As someone bloodied in his country’s David and Goliath battles with Brussels and Berlin, how would he handle Brexit? ‘Theresa May is mad to be conducting negotiations with Mr Barnier and Juncker,’ he says. ‘These people don’t have a mandate to negotiate. Send Mr Barnier home and file an application for a five-year EEA agreement to begin at the end of the two-year post-Article 50 period.’ Temporary adoption of the Norway model would give the House of Commons plenty of time to mull over future arrangements and Merkel a chance ‘to breathe a sign of relief’. That’s what he calls his ‘small-c conservative Brexit strategy’.

Finally, it’s time to ask this Dr Martens-wearing graduate of Essex University about one more topic dear to his heart: capitalism. ‘The capitalist system is going to be obsolete quite soon,’ he predicts. How soon – 50 years, 100 years? ‘It could be ten,’ he replies. ‘Who knows? It will probably outlive me and my children. But I don’t believe that capitalism is a natural system for organising life. It’s highly inefficient.’

He concedes that it ‘produced all the technologies, gadgets and the goodies that liberated us, but at the same time’, he says, but ‘capitalism is creating AI and 3D printers and so on, that will make [it] obsolete’.

The good news is that his definition of capitalism is strictly Marxist – so private ownership goes merrily on, and so will buying and selling. ‘That’s markets,’ he says. ‘Capitalism is a mode of production where those who own do not work, and those who work do not own.’

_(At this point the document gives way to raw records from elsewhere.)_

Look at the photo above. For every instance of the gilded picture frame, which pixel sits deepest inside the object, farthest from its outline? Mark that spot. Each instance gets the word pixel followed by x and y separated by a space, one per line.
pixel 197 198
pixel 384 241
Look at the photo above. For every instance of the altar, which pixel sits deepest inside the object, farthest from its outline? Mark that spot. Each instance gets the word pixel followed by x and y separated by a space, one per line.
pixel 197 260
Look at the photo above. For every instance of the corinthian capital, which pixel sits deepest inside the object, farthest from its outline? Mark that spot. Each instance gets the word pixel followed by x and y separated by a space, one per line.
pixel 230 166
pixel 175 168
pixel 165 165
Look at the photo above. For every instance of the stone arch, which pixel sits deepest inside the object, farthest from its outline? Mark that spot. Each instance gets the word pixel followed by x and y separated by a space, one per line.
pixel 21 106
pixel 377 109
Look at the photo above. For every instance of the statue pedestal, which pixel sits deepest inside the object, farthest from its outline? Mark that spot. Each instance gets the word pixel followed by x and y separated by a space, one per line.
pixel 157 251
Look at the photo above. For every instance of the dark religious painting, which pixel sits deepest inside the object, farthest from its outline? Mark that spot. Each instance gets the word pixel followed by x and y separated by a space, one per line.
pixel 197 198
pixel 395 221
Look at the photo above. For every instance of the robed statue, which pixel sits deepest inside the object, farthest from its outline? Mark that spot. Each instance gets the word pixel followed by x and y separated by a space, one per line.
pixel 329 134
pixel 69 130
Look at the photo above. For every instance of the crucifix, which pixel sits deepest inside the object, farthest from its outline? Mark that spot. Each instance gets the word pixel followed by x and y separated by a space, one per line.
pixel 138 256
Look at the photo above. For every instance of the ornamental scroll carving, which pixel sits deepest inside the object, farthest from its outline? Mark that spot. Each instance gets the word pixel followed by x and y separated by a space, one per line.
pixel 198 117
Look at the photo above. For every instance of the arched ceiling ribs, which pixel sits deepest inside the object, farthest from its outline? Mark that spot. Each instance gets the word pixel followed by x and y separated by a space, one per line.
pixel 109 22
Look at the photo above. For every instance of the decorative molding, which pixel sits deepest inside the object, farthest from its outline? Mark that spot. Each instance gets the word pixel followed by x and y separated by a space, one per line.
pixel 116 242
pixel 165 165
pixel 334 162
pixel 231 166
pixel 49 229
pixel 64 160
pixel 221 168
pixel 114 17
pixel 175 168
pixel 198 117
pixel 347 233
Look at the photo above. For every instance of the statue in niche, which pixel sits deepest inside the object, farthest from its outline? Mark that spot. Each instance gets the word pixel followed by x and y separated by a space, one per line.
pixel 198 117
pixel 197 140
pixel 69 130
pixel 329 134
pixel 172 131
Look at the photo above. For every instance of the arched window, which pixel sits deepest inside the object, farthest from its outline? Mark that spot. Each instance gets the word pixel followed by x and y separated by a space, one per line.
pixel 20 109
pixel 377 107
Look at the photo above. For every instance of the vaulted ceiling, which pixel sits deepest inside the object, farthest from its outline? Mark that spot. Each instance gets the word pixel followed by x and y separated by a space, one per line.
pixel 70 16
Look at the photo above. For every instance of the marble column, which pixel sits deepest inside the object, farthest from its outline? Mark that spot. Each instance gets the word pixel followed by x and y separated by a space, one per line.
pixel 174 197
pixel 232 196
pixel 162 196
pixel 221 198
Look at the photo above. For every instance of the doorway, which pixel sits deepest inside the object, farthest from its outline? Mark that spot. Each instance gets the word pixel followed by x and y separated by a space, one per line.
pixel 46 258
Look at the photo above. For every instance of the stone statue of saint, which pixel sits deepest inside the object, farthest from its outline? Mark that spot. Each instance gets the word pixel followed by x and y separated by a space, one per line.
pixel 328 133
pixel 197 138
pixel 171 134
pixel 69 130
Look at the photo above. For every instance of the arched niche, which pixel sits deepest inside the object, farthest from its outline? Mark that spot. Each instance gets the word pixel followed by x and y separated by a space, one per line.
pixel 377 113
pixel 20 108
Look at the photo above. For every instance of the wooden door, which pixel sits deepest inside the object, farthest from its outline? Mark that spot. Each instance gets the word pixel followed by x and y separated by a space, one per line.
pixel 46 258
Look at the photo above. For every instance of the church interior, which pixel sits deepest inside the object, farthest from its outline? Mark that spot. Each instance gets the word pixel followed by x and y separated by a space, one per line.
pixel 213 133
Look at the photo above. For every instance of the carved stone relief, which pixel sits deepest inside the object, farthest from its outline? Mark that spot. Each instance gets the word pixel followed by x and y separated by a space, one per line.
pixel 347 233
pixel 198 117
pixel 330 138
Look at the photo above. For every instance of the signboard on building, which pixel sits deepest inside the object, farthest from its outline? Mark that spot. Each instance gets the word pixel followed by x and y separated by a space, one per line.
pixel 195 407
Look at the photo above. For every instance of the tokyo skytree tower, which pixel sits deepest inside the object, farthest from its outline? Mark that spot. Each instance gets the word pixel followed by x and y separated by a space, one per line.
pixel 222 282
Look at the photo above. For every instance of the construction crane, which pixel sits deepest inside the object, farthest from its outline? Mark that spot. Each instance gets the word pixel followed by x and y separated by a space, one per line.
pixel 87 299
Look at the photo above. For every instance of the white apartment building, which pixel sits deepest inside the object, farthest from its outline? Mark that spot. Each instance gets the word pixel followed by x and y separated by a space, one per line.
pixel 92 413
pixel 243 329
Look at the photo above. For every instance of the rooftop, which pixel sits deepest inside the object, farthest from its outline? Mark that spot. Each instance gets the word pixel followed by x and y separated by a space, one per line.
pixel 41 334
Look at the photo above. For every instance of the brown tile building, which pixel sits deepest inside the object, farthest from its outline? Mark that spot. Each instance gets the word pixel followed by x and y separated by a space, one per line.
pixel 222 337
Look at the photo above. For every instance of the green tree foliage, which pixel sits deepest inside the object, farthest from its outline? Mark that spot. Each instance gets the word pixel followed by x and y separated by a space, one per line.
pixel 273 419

His view is that technological changes are reducing the commercial advantages of economies of scale, so the division of labour and capital can blur over time. With 3D printing, each of us can become an industrialist at the press of a button. ‘I’m not against wealth,’ the self-proclaimed libertarian Marxist confides, in a comment worthy of Peter Mandelson’s remark about being ‘intensely relaxed about people getting filthy rich’. ‘I know quite a few wealthy people. What strikes me about them is how increasingly uncertain and insecure they feel.’ Take philanthropy: ‘They’re trying to give their money away. They try to find good causes, but the problem is that philanthropy does not help mend the architectural design faults of capitalism. It may make you feel better, but it doesn’t solve the root cause of the problem.’ This, he believes, is because we are still in crisis: ‘Since 2008, capitalism has not regained its poise, it is in retreat everywhere, you have relocalisation, you have political monsters.’

Yanis Varoufakis

And suddenly, just as we began, we’re back at surveying the demons of 2008. With that, our time is up. The world’s favourite maverick economist extends a hand and bids us a warm farewell. It’s time to go to Oxford, to address the union. An Athenian philosopher of a different age, Socrates, was put to death for corrupting the young. Quite what they’ll make of this Keynesian libertarian Marxist, one who counts former Chancellor Norman Lamont among his friends, is hard to tell. But hemlock might not be strong enough.